Scott Boulas: “What I Tell Every CEO in Our First Call—Before They Waste Another Dollar on Sales and Marketing”

August 27, 2025

Scott Boulas has led complex sales organizations, advised leaders across more than 30 industries, and delivered over a billion dollars in revenue. He still begins the same way with every new CEO: by pressing pause. “You cannot invest your way out of dysfunction,” he tells them. Before another dollar goes to ads, headcount, or a new tech stack, Boulas asks leaders to watch their “game film.” By this he means a quick football-style review: like athletes watching tape to spot mistakes, CEOs must step back and see how they lead and where blind spots exist.

The former Army officer and healthcare technology CEO believes growth starts with self-awareness, an honest inventory of strengths and gaps, and the humility to accept what that tape shows. Some teams have a dominant line and should run the ball. Others need a quick passing game. “You have to know who you are,” he says. In business terms, too many CEOs default to more sales and more marketing when the real issue is execution, role clarity, or a culture that discourages candor. His first counsel is to slow down, diagnose precisely, and then invest with confidence.

Build a Sideline of Truth-Tellers

If the CEO is the head coach, who challenges the coach when habits drift and blind spots grow? Boulas argues that inside teams often get “softer” over time. The remedy he builds is a confidential, non-competing peer advisory group of a dozen to 18 CEOs. “They are better assistant coaches,” he says, “because they do not have to tell you what you want to hear. They tell you what you need to hear.”

The sessions put the leader “on tape.” A member might ask whether the current senior team can take the business from 20 million to 200 million. Peers interrogate the logic, pressure-test assumptions, and surface the uncomfortable truth. “Those peers will tell you very clearly you are the problem. But feedback is a gift. It comes from a place of wanting you and your company to be better,” says Boulas, who hosts sessions for CEOs and business owners through his peer advisory groups.

Run Fewer Plays. Run Them to Perfection.

Boulas asks leaders to master a handful of core disciplines rather than chase complexity. He references Remember the Titans to make the point: five plays, executed flawlessly. In business that becomes product quality, on-time delivery, honoring promises, removing customer risk, and responsive service. “You do not need trick plays,” he says. “You need to run the right few plays to perfection.”

That requires trust and delegation. Many founders of early stage companies try to sit in every meeting, approve every offer, and handle every major customer issue. It burns them out and stalls the company. Senior leaders disengage because decisions always climb back to the top. The turnaround begins when the CEO sets clear roles, grants real authority, and accepts being held accountable by the team and by peers. The result is more time for strategy, whether that is a three-to-five-year plan, a new market, or thoughtful exit planning. “If you are in every meeting, you are not doing that.”

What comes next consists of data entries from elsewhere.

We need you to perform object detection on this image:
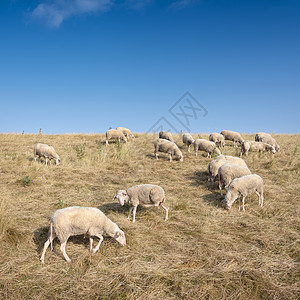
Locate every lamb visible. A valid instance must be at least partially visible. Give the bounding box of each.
[224,174,264,211]
[106,129,127,145]
[209,132,225,148]
[240,141,276,156]
[117,127,134,140]
[113,184,169,222]
[154,139,183,162]
[194,139,221,157]
[158,130,174,142]
[208,155,248,181]
[182,133,195,152]
[221,130,244,147]
[255,132,280,151]
[40,206,126,263]
[33,143,60,166]
[218,163,251,196]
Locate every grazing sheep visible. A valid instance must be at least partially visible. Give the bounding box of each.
[208,155,248,181]
[255,134,280,151]
[182,133,195,152]
[113,184,169,222]
[240,141,276,156]
[209,132,225,148]
[221,130,244,147]
[106,129,127,145]
[255,132,271,142]
[194,139,221,157]
[40,206,126,263]
[224,174,264,211]
[154,139,183,162]
[158,130,174,142]
[33,143,60,166]
[218,163,251,196]
[117,127,134,140]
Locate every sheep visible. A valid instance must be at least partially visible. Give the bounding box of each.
[240,141,276,156]
[224,174,264,211]
[117,127,134,140]
[255,134,280,151]
[208,155,248,181]
[106,129,127,145]
[40,206,126,263]
[209,132,225,148]
[218,163,251,196]
[158,130,174,142]
[221,130,244,147]
[113,184,169,223]
[154,139,183,162]
[33,143,60,166]
[255,132,271,142]
[194,139,221,157]
[182,133,195,152]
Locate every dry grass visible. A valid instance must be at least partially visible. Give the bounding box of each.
[0,134,300,300]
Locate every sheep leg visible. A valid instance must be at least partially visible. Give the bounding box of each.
[40,229,56,263]
[160,203,169,221]
[219,180,223,196]
[89,236,93,252]
[242,197,245,212]
[93,234,103,253]
[127,206,133,219]
[255,191,264,207]
[132,206,137,223]
[60,241,71,262]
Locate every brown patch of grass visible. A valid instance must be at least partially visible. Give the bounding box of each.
[0,134,300,299]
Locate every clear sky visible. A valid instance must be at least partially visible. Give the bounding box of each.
[0,0,300,134]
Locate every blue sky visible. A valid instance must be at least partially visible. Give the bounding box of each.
[0,0,300,134]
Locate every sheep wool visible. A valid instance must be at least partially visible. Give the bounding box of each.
[113,184,169,222]
[224,174,264,211]
[33,143,60,166]
[40,206,126,263]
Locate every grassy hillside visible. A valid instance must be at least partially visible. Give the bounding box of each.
[0,134,300,299]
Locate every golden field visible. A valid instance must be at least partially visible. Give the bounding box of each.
[0,134,300,300]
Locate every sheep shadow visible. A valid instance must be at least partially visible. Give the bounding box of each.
[98,203,146,215]
[187,171,211,187]
[202,193,225,209]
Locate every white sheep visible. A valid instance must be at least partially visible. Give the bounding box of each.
[158,130,174,142]
[221,130,244,147]
[255,132,280,151]
[218,163,251,196]
[224,174,264,211]
[208,155,248,181]
[182,133,195,152]
[33,143,60,166]
[106,129,127,145]
[255,132,271,142]
[194,139,221,157]
[40,206,126,263]
[113,184,169,222]
[208,132,225,148]
[117,127,134,140]
[154,139,183,162]
[240,141,276,156]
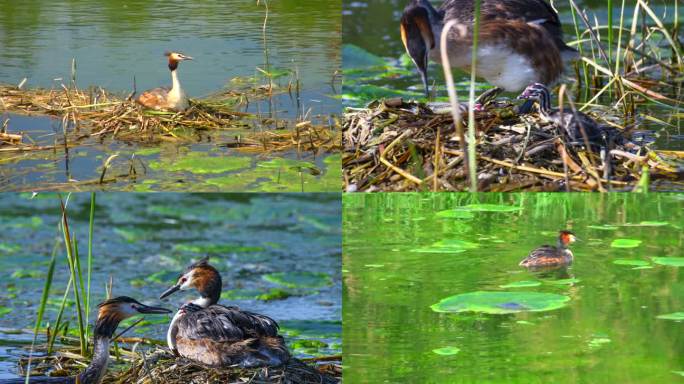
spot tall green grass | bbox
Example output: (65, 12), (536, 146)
(25, 193), (96, 383)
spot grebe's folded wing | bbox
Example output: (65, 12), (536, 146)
(178, 305), (279, 341)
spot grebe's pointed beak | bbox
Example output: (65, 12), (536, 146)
(159, 284), (180, 300)
(136, 304), (173, 314)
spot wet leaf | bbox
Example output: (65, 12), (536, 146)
(652, 257), (684, 267)
(613, 259), (650, 267)
(499, 280), (541, 288)
(656, 312), (684, 321)
(430, 291), (570, 314)
(432, 347), (461, 356)
(610, 239), (641, 248)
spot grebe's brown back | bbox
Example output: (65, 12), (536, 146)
(160, 259), (290, 368)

Develop People Before You Replace Them

When frustration spikes, firing and rehiring can feel like the fastest fix. Boulas calls it the most expensive mistake. Leaders lose time, forfeit development, and carry home the emotional cost of letting people go. He prefers a discipline of coaching with tape, reps, and clear standards. Celebrate wins, then examine the plays that left yards on the field. “Great game, now let’s pick up that blitz and make that block,” he says. The compounding effect of this approach is real performance improvement and a culture that expects growth, not perfection.

Peer groups reinforce that mindset. Members share the strains most leaders carry in silence, from family stress to health crises. Trust builds, perspective widens, and leaders show up differently at work and at home. Boulas cites data that organizations led by CEOs who work with a facilitator like a Vistage chair perform, on average, 2.2 times better than similar companies. He sees that multiplier as the outcome of disciplined fundamentals, unvarnished feedback, and leaders who stop going it alone.

The First Call, In One Line

“You cannot invest your way out of dysfunction,” he says. For him, the way forward is not more budget, but the courage to watch your tape, the humility to be coached, and the discipline to execute a few plays with precision. In doing so, spending becomes true investment, customers become fans, and growth shifts from hope to habit.